Ukrayna’nın işgali AB’yi Rusya doğal gazını bu yılın sonuna kadar üçte iki oranında kesme kararına zorladı. Bunun için de başka ülkelerle anlaşmalar yapmaları ve yerelde yenilenebilir enerji kaynaklarını geliştirmeleri gerekecek.
Beyaz Saray akıllı termostatlar (ısıtma sistemleri) ve ısı pompaları teknolojisi ile daha fazla enerji tasarrufu sağlanabileceğini söylüyor.

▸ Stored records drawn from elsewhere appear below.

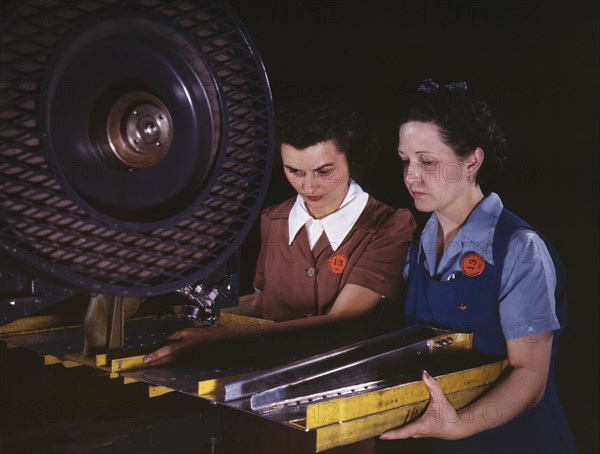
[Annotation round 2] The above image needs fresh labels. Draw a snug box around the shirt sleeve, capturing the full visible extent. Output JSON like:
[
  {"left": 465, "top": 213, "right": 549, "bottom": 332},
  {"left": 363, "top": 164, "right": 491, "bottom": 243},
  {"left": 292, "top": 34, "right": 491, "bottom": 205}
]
[
  {"left": 500, "top": 229, "right": 560, "bottom": 339},
  {"left": 347, "top": 209, "right": 416, "bottom": 299},
  {"left": 252, "top": 211, "right": 269, "bottom": 292}
]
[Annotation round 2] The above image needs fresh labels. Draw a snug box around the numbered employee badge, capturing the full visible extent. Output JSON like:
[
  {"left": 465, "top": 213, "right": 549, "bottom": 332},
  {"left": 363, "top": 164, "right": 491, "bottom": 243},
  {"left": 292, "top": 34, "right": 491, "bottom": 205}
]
[
  {"left": 460, "top": 252, "right": 485, "bottom": 277},
  {"left": 328, "top": 254, "right": 348, "bottom": 274}
]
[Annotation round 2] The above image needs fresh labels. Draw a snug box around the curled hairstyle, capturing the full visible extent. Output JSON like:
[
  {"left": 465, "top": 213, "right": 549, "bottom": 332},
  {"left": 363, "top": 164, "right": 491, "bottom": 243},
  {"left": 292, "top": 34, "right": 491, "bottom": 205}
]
[
  {"left": 275, "top": 96, "right": 374, "bottom": 183},
  {"left": 400, "top": 80, "right": 507, "bottom": 183}
]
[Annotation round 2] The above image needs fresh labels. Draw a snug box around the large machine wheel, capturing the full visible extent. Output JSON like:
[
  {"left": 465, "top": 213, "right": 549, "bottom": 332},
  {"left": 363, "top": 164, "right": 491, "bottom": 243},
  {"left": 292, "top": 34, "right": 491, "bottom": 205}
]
[{"left": 0, "top": 0, "right": 273, "bottom": 296}]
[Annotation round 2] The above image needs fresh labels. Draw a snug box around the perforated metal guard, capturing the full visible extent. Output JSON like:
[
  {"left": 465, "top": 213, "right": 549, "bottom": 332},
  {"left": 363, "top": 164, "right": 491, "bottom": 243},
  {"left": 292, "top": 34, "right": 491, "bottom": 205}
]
[{"left": 0, "top": 0, "right": 273, "bottom": 296}]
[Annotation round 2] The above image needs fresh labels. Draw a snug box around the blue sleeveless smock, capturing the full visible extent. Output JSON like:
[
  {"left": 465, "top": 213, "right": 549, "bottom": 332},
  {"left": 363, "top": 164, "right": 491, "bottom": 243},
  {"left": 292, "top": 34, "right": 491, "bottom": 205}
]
[{"left": 404, "top": 209, "right": 576, "bottom": 453}]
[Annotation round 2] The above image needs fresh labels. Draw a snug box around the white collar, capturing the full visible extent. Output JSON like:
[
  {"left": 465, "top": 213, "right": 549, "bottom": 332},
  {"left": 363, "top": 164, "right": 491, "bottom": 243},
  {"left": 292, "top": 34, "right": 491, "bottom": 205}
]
[{"left": 288, "top": 180, "right": 369, "bottom": 251}]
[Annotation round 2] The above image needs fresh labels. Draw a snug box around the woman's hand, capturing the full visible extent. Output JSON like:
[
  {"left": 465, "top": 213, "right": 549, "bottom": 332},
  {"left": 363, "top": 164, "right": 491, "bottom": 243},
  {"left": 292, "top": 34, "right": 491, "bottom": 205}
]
[
  {"left": 144, "top": 325, "right": 239, "bottom": 367},
  {"left": 381, "top": 331, "right": 553, "bottom": 440},
  {"left": 380, "top": 371, "right": 459, "bottom": 440}
]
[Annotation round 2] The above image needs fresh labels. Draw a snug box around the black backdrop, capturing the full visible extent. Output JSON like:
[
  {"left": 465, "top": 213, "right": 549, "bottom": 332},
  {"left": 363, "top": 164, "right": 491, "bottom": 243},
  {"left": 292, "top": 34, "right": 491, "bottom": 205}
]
[{"left": 231, "top": 0, "right": 600, "bottom": 452}]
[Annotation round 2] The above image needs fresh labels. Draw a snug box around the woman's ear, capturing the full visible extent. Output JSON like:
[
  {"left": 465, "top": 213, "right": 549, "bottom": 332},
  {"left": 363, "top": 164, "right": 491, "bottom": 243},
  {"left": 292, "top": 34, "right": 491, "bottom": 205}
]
[{"left": 465, "top": 147, "right": 485, "bottom": 181}]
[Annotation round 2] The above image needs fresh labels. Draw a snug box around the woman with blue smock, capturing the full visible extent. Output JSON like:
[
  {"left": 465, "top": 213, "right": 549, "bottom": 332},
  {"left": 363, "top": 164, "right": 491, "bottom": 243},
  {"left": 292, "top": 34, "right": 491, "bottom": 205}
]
[{"left": 381, "top": 80, "right": 576, "bottom": 453}]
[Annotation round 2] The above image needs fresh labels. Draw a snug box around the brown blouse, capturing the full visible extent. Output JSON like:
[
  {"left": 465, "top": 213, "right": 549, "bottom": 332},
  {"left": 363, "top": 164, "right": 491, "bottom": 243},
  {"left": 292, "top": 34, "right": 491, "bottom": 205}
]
[{"left": 254, "top": 196, "right": 415, "bottom": 321}]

AB ise konutlarda enerji tasarrufu yöntemlerinin geliştirilmesiyle bu yıl 15,5 milyar metreküp enerji tasarrufu sağlanabileceğini, ayrıca rüzgar ve güneş enerjisi kullanımının artmasıyla 20 milyar metreküp doğal gazın yerine yenilenebilir enerjinin konabileceğini düşünüyor.
AB’nin hedefi 2030 itibariyle enerji tasarrufu ve yenilenebilir enerji kullanımı yoluyla, bugüne göre 170 milyar metreküp daha az doğal gaz kullanmak.
Bu 170 milyar metreküp, ABD’den alınacak 50 milyar metreküp doğal gazla birleşince, Rusya’ya enerji bağımlılığının 2030’a kadar tamamen son bulması umuluyor.